Rudi C comments on How did LW update p(doom) after LLMs blew up?

Rudi C 23 Apr 2023 17:44 UTC
3 points
2
1. This argument (no apriori known fire alarm after X) applies to GPT4 not much better than any other impressive AI system. More narrowly, it could have been said about GPT3 as well.
2. I can’t imagine a (STEM) human-level LLM-based AI to FOOM.
2.1 LLMs are slow. Even GPT3.5-turbo is only a bit faster than humans, and I doubt a more capable LLM to be able to reach even that speed.

2.1.1 Recursive LLM calls ala AutoGPT are even slower.

2.2 LLMs’ weights are huge. Moving them around is difficult and will leave traceable logs in the network. LLMs can’t copy themselves ad infinitum.

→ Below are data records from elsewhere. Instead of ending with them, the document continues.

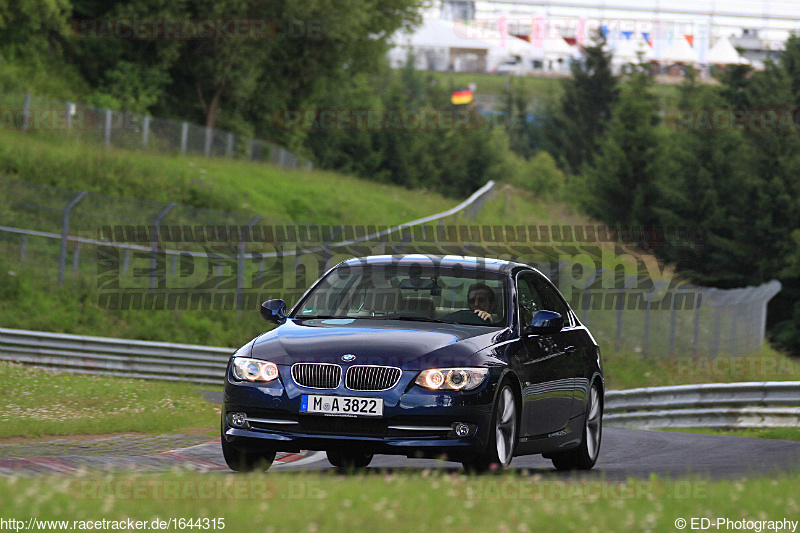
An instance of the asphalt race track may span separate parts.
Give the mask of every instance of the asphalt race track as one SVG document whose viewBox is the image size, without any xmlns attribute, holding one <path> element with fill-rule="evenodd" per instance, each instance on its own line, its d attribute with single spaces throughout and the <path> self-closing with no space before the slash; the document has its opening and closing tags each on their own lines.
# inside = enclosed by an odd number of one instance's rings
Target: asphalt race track
<svg viewBox="0 0 800 533">
<path fill-rule="evenodd" d="M 192 439 L 203 442 L 192 444 Z M 161 446 L 161 451 L 148 450 L 153 440 Z M 171 443 L 181 447 L 163 451 Z M 57 439 L 0 445 L 0 475 L 69 475 L 85 470 L 157 472 L 175 467 L 228 470 L 219 440 L 200 437 L 123 435 L 94 441 Z M 573 475 L 556 472 L 549 460 L 538 455 L 517 457 L 511 467 L 531 474 Z M 461 470 L 457 463 L 390 455 L 375 456 L 369 468 Z M 324 452 L 281 453 L 270 472 L 329 469 L 333 467 Z M 606 427 L 595 469 L 581 476 L 624 480 L 655 473 L 663 477 L 695 475 L 717 479 L 790 470 L 800 470 L 800 442 Z"/>
</svg>

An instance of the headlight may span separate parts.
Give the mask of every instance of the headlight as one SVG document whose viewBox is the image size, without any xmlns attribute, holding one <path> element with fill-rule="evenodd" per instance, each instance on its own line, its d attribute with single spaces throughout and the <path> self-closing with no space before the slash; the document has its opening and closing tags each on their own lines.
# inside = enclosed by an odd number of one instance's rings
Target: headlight
<svg viewBox="0 0 800 533">
<path fill-rule="evenodd" d="M 269 361 L 260 361 L 248 357 L 234 357 L 233 377 L 239 381 L 273 381 L 278 378 L 278 367 Z"/>
<path fill-rule="evenodd" d="M 431 390 L 472 390 L 484 382 L 488 368 L 429 368 L 415 383 Z"/>
</svg>

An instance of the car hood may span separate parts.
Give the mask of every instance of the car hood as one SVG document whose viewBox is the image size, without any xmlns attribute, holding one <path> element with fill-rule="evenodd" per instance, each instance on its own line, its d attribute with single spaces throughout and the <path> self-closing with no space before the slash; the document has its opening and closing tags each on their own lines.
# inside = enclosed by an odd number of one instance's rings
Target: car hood
<svg viewBox="0 0 800 533">
<path fill-rule="evenodd" d="M 250 343 L 250 356 L 297 362 L 391 365 L 404 370 L 457 366 L 506 340 L 508 328 L 365 319 L 289 319 Z"/>
</svg>

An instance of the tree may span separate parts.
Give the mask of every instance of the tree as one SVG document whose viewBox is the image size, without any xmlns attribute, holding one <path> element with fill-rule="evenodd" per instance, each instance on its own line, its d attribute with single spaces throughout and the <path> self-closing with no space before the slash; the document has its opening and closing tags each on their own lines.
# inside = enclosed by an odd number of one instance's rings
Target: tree
<svg viewBox="0 0 800 533">
<path fill-rule="evenodd" d="M 165 106 L 201 112 L 214 126 L 240 115 L 257 134 L 298 146 L 276 113 L 313 108 L 323 88 L 346 85 L 383 60 L 387 39 L 419 20 L 421 0 L 187 0 L 190 18 L 266 21 L 254 38 L 188 42 L 172 71 Z"/>
<path fill-rule="evenodd" d="M 659 197 L 659 117 L 643 73 L 633 76 L 614 106 L 592 164 L 584 164 L 586 211 L 610 224 L 652 225 Z"/>
</svg>

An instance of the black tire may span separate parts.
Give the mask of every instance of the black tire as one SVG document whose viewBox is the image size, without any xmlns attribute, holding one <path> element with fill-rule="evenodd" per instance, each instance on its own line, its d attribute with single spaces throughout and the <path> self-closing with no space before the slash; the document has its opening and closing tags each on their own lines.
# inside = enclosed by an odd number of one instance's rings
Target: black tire
<svg viewBox="0 0 800 533">
<path fill-rule="evenodd" d="M 275 461 L 276 452 L 269 449 L 240 448 L 225 439 L 225 420 L 222 421 L 222 456 L 235 472 L 265 472 Z"/>
<path fill-rule="evenodd" d="M 500 471 L 508 467 L 517 444 L 517 407 L 511 385 L 503 383 L 492 410 L 489 442 L 480 455 L 462 463 L 467 472 Z"/>
<path fill-rule="evenodd" d="M 371 453 L 343 452 L 339 450 L 328 450 L 325 453 L 328 455 L 328 461 L 337 468 L 346 468 L 348 470 L 366 468 L 372 462 Z"/>
<path fill-rule="evenodd" d="M 581 444 L 568 452 L 550 456 L 553 466 L 558 470 L 591 470 L 600 455 L 602 437 L 603 400 L 600 398 L 600 388 L 592 384 L 586 402 Z"/>
</svg>

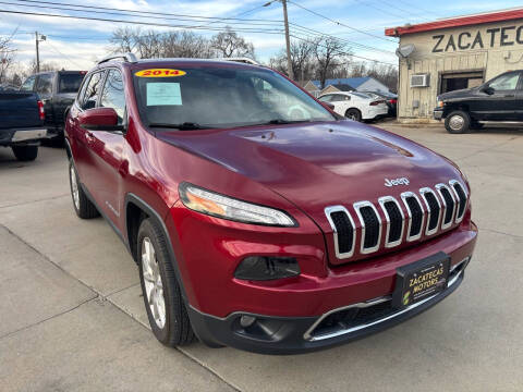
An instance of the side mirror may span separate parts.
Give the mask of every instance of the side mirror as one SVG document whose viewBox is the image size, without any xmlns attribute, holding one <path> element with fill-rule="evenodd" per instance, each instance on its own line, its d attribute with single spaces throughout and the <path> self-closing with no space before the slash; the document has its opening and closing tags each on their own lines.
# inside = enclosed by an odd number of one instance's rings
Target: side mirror
<svg viewBox="0 0 523 392">
<path fill-rule="evenodd" d="M 324 108 L 329 109 L 329 110 L 335 110 L 335 106 L 330 102 L 320 102 Z"/>
<path fill-rule="evenodd" d="M 490 86 L 484 86 L 482 87 L 482 93 L 485 93 L 487 95 L 492 95 L 495 93 L 495 89 Z"/>
<path fill-rule="evenodd" d="M 118 124 L 118 114 L 112 108 L 88 109 L 78 114 L 78 123 L 89 131 L 123 131 L 123 125 Z"/>
</svg>

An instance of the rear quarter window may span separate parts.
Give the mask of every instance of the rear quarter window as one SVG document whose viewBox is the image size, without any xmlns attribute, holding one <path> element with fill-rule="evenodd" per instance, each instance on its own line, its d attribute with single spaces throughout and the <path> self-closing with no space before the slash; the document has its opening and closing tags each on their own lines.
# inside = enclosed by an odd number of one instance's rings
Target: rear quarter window
<svg viewBox="0 0 523 392">
<path fill-rule="evenodd" d="M 84 75 L 81 73 L 60 74 L 58 82 L 58 91 L 64 94 L 77 93 Z"/>
</svg>

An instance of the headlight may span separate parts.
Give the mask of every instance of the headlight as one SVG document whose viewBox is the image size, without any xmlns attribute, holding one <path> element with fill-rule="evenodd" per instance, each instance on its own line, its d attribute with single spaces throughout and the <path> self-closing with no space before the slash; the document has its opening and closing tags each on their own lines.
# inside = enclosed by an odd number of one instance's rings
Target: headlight
<svg viewBox="0 0 523 392">
<path fill-rule="evenodd" d="M 243 223 L 295 226 L 296 222 L 283 211 L 227 197 L 193 184 L 180 184 L 180 198 L 185 207 L 212 217 Z"/>
</svg>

2.3 LLMs are very expensive to run. They can’t just parasitize botnets to run autonomously. They need well funded human institutions to run.

2.4 LLMs seem to be already plateauing.

2.5 LLMs can’t easily self-update like all other deep models; “catastrophic forgetting.” Updating via input consumption (pulling from external memory to the prompt) is likely to provide limited benefits.

So what will such a smart LLM accomplish? At most, it’s like throwing a lot of researchers at the problem. The research might become 10x faster, but such an LLM won’t have the power to take over the world.

One concern is that once such an LLM is released, we can no longer pause even if we want to. This doesn’t seem that likely on a first thought; human engineers are also incentivized to siphon GPU hours to mine crypto, yet this did not happen at scale. So the smart LLM will also not be able to stealthily train other models on institutional GPUs.
1. I do not expect to see such a smart LLM in this decade. GPT4 can’t even play tic-tac-toe well; Its reasoning ability seems very low.
2. Mixing RL and LLMs seems unlikely to lead to anything major. AlphaGo etc. probably worked so well because of the search mechanism (simple MCTS beats most humans) and the relatively low dimensionality of the games. ChatGPT is already utilizing RLHF and search in its decoding phase. I doubt much more can be added. AutoGPT has had no success story thus far, as well.
Summary: We can think about pausing when a plausible capability jump has a plausible chance of escaping control and causing significantly more damage than some rogue human organization. OTOH, now is a great time to attract technical safety researchers from nearby fields. Both the risks and rewards are in sharp focus.

Postscript: The main risks current EY thesis has are stagnation and power consolidation. While cloud-powered AI is easier to control centrally to avoid rogue AI, cloud-powered AI is also easier to rent-seek on, to erase privacy, and to brainwash people. An ideal solution must be a form of multipolarity in equilibrium. There are two main problems imaginable:
1. asymmetrically easy offense (e.g., single group kills most others).
2. humans being controlled by AIs even while the AIs are fighting. (like how horses fought in human wars)
If we can’t solve this problem, we might only escape AI control to become enslaved by a human minority instead.